Dear Mick: Get your racial slurs straight—Mexicans are wabs, not spics. Otherwise, you nailed it on the cabeza, cabrón. And the similarities don't end there.

The Irish were the Mexicans of the United States before the Mexicans. Millions of them migrated to this country destitute, as indentured servants (the precursor to the bracero program) and even as illegal immigrants. They were fleeing a homeland under siege by evil Protestants, only to find similar treatment in the U.S. Gabachos here maligned the Irish for their Catholicism, their funny English, their big families and their constant state of inebriation—stereotypes popularized by the mainstream press. The Irish fought back: They formed gangs and voting blocs, and—in the case of the Saint Patrick's Battalion—an entire battalion of hundreds of soldiers defected to the Mexican side during the 1846 Mexican-American War. But the Irish in America, to paraphrase Noel Ignatiev's famous 1995 book, eventually became white, while Mexicans will forever remain Mexicans in the eyes of gabachos.

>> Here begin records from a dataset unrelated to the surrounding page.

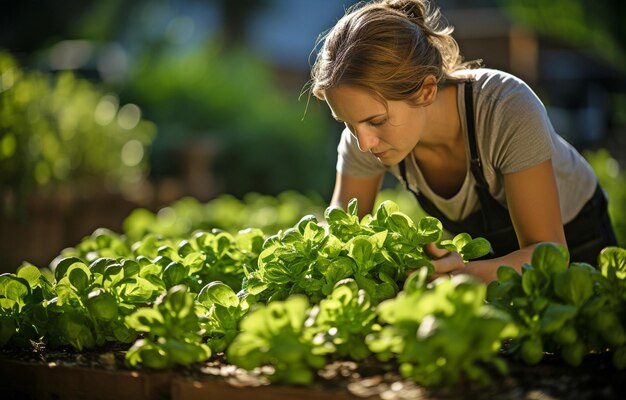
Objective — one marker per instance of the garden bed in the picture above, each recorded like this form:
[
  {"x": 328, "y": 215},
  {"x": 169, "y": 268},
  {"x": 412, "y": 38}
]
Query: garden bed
[{"x": 101, "y": 374}]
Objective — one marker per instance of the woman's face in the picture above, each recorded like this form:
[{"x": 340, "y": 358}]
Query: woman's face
[{"x": 390, "y": 134}]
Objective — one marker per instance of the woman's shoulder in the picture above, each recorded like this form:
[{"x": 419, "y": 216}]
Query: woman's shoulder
[
  {"x": 489, "y": 77},
  {"x": 496, "y": 84}
]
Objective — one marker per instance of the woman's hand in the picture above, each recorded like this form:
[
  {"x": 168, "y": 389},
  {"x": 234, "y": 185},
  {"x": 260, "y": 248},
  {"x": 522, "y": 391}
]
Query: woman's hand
[{"x": 446, "y": 262}]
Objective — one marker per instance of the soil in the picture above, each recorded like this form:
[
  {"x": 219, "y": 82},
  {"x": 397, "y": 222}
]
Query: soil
[{"x": 551, "y": 379}]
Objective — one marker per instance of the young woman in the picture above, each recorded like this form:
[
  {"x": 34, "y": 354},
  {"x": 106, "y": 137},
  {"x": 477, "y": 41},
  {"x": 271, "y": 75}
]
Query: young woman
[{"x": 474, "y": 145}]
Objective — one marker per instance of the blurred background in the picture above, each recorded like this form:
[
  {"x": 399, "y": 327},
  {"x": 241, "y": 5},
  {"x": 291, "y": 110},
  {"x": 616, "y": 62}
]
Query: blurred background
[{"x": 107, "y": 106}]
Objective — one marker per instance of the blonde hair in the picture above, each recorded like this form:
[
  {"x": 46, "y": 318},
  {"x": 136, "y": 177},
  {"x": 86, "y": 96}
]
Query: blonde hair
[{"x": 387, "y": 47}]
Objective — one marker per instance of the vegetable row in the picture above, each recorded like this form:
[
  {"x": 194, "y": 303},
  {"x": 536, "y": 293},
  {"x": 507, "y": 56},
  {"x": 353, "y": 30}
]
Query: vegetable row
[{"x": 340, "y": 288}]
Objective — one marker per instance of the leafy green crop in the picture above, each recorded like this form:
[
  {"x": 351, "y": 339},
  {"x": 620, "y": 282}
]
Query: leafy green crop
[
  {"x": 377, "y": 253},
  {"x": 58, "y": 128},
  {"x": 339, "y": 324},
  {"x": 172, "y": 332},
  {"x": 441, "y": 333},
  {"x": 566, "y": 309},
  {"x": 273, "y": 334},
  {"x": 316, "y": 292}
]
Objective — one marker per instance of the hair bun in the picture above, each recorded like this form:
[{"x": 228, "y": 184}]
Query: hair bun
[{"x": 413, "y": 10}]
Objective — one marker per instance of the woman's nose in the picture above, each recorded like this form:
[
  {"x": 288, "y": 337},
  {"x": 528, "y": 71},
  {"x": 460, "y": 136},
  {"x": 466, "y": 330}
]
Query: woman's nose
[{"x": 367, "y": 140}]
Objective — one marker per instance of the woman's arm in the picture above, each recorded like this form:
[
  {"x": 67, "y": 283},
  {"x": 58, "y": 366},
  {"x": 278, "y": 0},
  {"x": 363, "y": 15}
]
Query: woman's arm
[
  {"x": 533, "y": 204},
  {"x": 363, "y": 189}
]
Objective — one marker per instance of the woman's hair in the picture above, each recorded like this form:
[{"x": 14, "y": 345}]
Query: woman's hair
[{"x": 387, "y": 47}]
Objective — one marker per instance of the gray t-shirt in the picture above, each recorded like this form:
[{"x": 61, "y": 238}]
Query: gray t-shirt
[{"x": 513, "y": 133}]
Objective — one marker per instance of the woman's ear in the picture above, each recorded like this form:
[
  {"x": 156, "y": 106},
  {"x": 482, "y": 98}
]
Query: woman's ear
[{"x": 427, "y": 94}]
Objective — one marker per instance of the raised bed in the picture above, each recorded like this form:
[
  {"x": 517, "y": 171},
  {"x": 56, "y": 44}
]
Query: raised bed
[{"x": 101, "y": 375}]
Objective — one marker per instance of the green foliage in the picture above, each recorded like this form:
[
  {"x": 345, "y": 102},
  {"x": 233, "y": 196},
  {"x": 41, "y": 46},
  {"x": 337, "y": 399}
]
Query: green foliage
[
  {"x": 377, "y": 252},
  {"x": 561, "y": 308},
  {"x": 339, "y": 324},
  {"x": 442, "y": 333},
  {"x": 171, "y": 332},
  {"x": 273, "y": 334},
  {"x": 226, "y": 212},
  {"x": 316, "y": 292},
  {"x": 227, "y": 97},
  {"x": 612, "y": 178},
  {"x": 57, "y": 129}
]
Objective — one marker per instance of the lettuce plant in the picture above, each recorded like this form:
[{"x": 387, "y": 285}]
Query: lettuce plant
[
  {"x": 273, "y": 334},
  {"x": 568, "y": 309},
  {"x": 171, "y": 332},
  {"x": 441, "y": 333}
]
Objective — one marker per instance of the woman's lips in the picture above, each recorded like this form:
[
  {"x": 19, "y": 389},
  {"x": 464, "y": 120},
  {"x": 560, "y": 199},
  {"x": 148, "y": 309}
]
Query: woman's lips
[{"x": 380, "y": 155}]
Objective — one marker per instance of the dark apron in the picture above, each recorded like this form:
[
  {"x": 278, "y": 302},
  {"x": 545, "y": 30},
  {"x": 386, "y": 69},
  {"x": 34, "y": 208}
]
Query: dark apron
[{"x": 586, "y": 235}]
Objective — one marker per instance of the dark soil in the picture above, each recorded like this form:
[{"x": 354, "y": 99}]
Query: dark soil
[{"x": 595, "y": 379}]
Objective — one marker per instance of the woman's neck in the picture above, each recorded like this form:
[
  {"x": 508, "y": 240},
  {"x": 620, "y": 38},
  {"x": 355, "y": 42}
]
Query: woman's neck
[{"x": 443, "y": 121}]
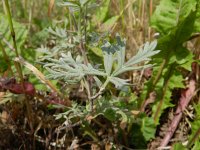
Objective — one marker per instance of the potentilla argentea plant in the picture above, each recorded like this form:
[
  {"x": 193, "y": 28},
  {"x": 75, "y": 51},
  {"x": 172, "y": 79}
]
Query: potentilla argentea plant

Nevertheless, the spic-mick connection continues. I know many children of Irish-Mexican heritage who call themselves "leprecanos," a miscegenation of the words "leprechaun" and "Chicano." Many Irish-American civic organizations support amnesty for illegals since about 50,000 Irish immigrants have no papers. Mexico and Ireland have harsh laws against illegal immigration and must constantly deal with their idiot cousins across the border, Guatemala and Northern Ireland. And gabachos have warped our precious St. Patrick's Day and Cinco de Mayo holidays into bacchanals of booze and women—on second thought, that's a compliment.

Our races are brothers in depravity, Don Mulletino, so let's unite, and throw the gabachos down the well, ¿qué no?